Por desgracia, cuando desperté, seguía siendo verdad.

Dorothea estaba allí, rondando cerca de mí con aire preocupado. Se quedó conmigo todo el día, intentando convencerme para que comiera algo, ofreciéndome sorbitos de whisky y de coñac. Su presencia no era lo que se dice un consuelo —nada podía serlo—, pero era, por lo menos, una distracción inocua, por lo que la dejé hablar mientras las palabras resbalaban sobre mí como el sonido del agua al correr con fuerza.

Hacia la noche, los hombres regresaron: lord John y Willie. Los oí abajo. Dottie bajó y la oí hablar con ellos, alzando ligeramente la voz con interés, y luego sus pasos sonaron en la escalera, rápidos y ligeros.

—Tía —dijo sin aliento—. ¿Cree que se siente lo bastante bien para bajar?

—Yo... sí, supongo que sí.

Algo sorprendida de que me llamara «tía», me levanté e intenté arreglarme con unos vagos movimientos. Dottie me cogió el cepillo de la mano, me recogió el cabello y, sacando una cofia con lazos, me la puso y me remetió el pelo debajo con ternura. La dejé hacer y permití que me llevara con gentileza al piso de abajo, donde encontré a lord John y a William en el salón, ambos algo sonrojados.

—Madre Claire. —Willie me cogió la mano y me la besó con delicadeza—. Venga a ver. Papá ha encontrado una cosa que cree que le gustará. Venga a verla —repitió atrayéndome con cuidado hacia la mesa.

La «cosa» era un gran cofre confeccionado con alguna madera cara, con remates de oro. Lo miré asombrada y extendí una mano para tocarlo. Parecía una caja para guardar cubiertos, pero mucho mayor.

—¿Qué...?

Levanté la vista y descubrí a lord John de pie a mi lado, con aspecto ligeramente avergonzado.

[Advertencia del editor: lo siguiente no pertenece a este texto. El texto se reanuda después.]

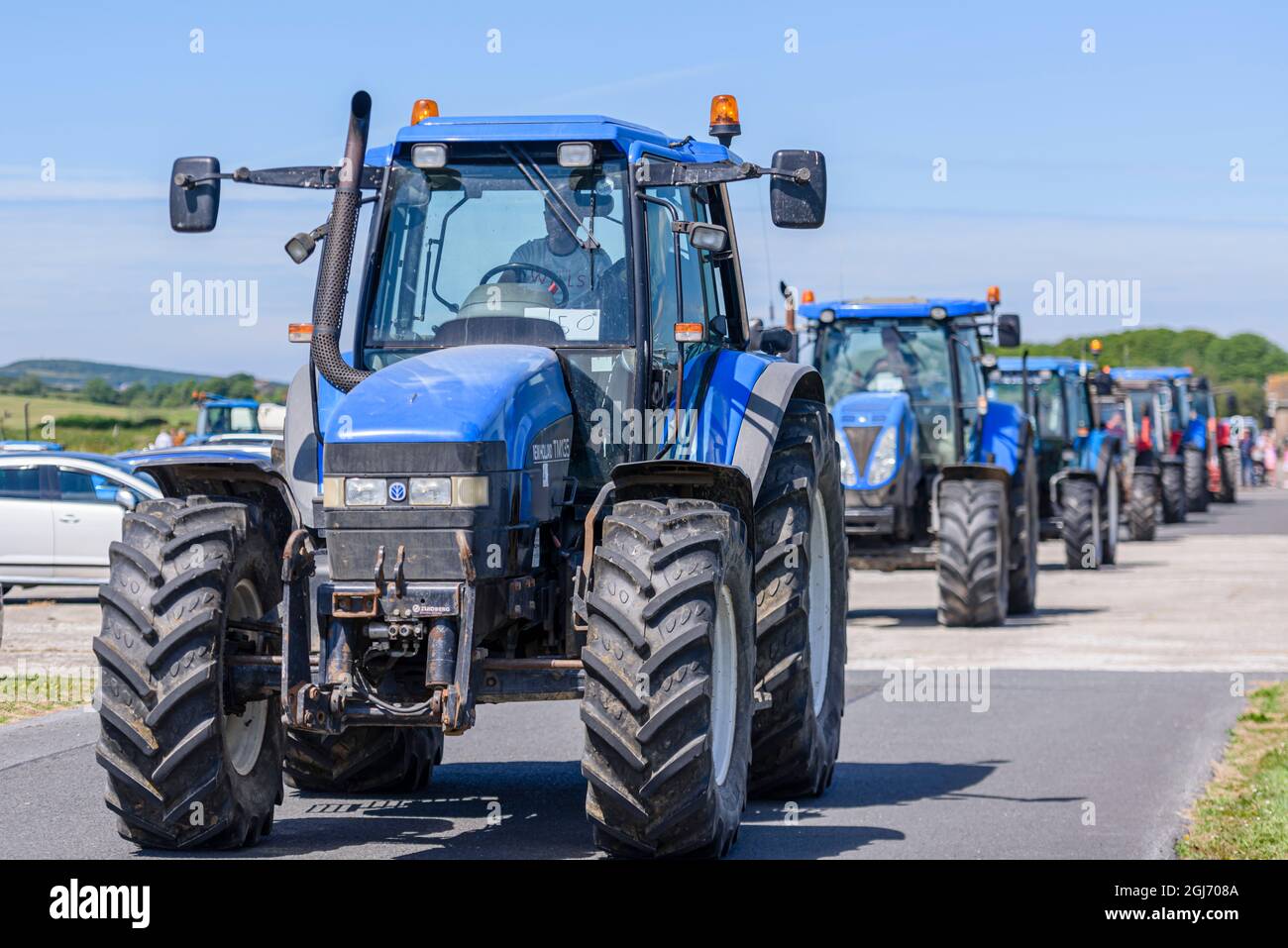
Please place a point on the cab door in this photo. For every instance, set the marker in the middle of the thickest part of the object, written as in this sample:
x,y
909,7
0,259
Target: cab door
x,y
709,288
26,524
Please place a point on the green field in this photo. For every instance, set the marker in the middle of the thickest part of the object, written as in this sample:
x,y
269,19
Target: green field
x,y
67,421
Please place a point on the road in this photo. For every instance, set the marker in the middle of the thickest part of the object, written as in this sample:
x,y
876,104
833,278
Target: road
x,y
1095,728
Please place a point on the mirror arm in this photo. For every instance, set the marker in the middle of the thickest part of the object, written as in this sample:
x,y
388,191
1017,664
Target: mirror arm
x,y
299,176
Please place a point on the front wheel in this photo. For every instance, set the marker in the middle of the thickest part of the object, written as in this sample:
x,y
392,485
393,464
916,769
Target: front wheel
x,y
669,662
974,540
800,609
1173,492
1142,505
188,764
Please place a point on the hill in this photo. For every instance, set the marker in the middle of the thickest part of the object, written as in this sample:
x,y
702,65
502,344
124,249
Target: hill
x,y
72,373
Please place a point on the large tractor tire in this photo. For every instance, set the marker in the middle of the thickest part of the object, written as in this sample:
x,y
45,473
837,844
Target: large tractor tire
x,y
1231,471
1142,505
800,609
184,768
669,660
1196,480
1024,513
1175,506
1078,509
974,541
364,760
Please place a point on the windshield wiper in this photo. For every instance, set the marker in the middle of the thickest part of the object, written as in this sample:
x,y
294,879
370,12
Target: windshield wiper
x,y
549,196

—Es un, eeeh, regalo —dijo, privado por una vez de sus elegantes modales—. He pensado... quiero decir, me he dado cuenta de que andabas un poco escasa de... equipo. No deseo que abandones tu profesión —añadió con amabilidad.

—Mi profesión.

Un escalofrío empezaba a extenderse por mi columna vertebral, por los bordes de mi mandíbula. Tanteando un poco, intenté levantar la tapa del cofre, pero tenía los dedos sudorosos; resbalaron, dejando una marca brillante de humedad sobre la madera.

—No, no, así.

Lord John se inclinó para mostrarme cómo se abría, volviendo el cofre hacia él. Corrió la manecilla oculta, levantó la tapa, abrió de par en par las puertas montadas en sendas bisagras y, acto seguido, se apartó con un aire como de mago.

El cuero cabelludo se me llenó de gotitas de sudor frío y comencé a ver puntos negros parpadeantes en las esquinas de los ojos.

Dos docenas de botellas vacías con tapón de oro. Debajo, dos cajones poco profundos. Y, encima, centelleando en su lecho de terciopelo, las piezas de un microscopio con bandas de cobre. Un cofre para el instrumental médico.

Mis piernas cedieron y me desmayé, agradeciendo el frescor de la madera del suelo contra la mejilla.